Now the incarnation itself, in the Apologists, is not the union of the Divine Spirit with the man Jesus, but the Logos really becomes man. This transformation Christology becomes more and more important through the Logos doctrine.

Existing before the Logos, He now, through the will of God, has become man. He has been made f lesh, as Justin says.

This is the first clear decision for the transformation Christology over against the adoptionist Christology. If the Logos or the Spirit adopted the man Jesus, then we have a quite different Christology from the idea that the Logos is made, is transformed into, flesh.

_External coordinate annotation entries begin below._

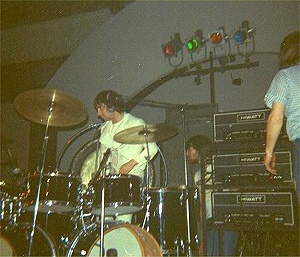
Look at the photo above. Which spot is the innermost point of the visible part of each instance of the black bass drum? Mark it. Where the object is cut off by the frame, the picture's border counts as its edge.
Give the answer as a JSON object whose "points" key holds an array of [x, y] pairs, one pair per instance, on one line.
{"points": [[119, 240], [14, 241]]}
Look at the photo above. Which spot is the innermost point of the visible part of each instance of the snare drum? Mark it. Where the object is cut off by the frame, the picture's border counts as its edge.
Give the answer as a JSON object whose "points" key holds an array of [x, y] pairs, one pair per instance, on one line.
{"points": [[58, 193], [119, 240], [123, 195], [168, 218]]}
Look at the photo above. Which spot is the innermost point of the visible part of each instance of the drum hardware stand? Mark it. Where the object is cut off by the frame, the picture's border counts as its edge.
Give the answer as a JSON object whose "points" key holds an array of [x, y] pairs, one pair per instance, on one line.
{"points": [[40, 172], [186, 183], [148, 198]]}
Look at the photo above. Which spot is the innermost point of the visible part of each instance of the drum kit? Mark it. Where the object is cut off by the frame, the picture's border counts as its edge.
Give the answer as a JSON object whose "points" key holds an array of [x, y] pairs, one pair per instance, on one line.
{"points": [[56, 202]]}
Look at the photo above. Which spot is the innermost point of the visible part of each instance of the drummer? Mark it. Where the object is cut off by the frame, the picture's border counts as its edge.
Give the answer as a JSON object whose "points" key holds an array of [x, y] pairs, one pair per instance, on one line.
{"points": [[124, 159]]}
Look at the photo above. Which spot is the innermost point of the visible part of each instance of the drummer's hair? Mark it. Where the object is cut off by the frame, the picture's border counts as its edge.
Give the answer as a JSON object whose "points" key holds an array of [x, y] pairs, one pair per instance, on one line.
{"points": [[198, 142], [289, 50], [112, 100]]}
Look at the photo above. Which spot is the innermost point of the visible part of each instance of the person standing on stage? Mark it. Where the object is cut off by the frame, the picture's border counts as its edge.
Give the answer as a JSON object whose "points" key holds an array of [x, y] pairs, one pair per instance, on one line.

Now I leave all this open. I hope you have many questions and many shakings of your heads about this, because it is certainly not easy, since the concept of Logos is for us not what it was for every reader of Justin among the educated pagans. We know God and we know man, but the idea of hypostasis, of powers of being in God, is extremely difficult for us. But this was the content of the old Christian Christology, and this is still present whenever we perform our liturgy, which all. are dependent on this Christology.

The saving gifts of the Logos are gnosis (knowledge) of God, of the law, and of the resurrection. Christ is, as Logos, as reason, first of all teacher, but not a teacher who teaches us a lot of things he knows better than we, but teacher in the Socratic sense, namely, in the sense of giving us existential power of being.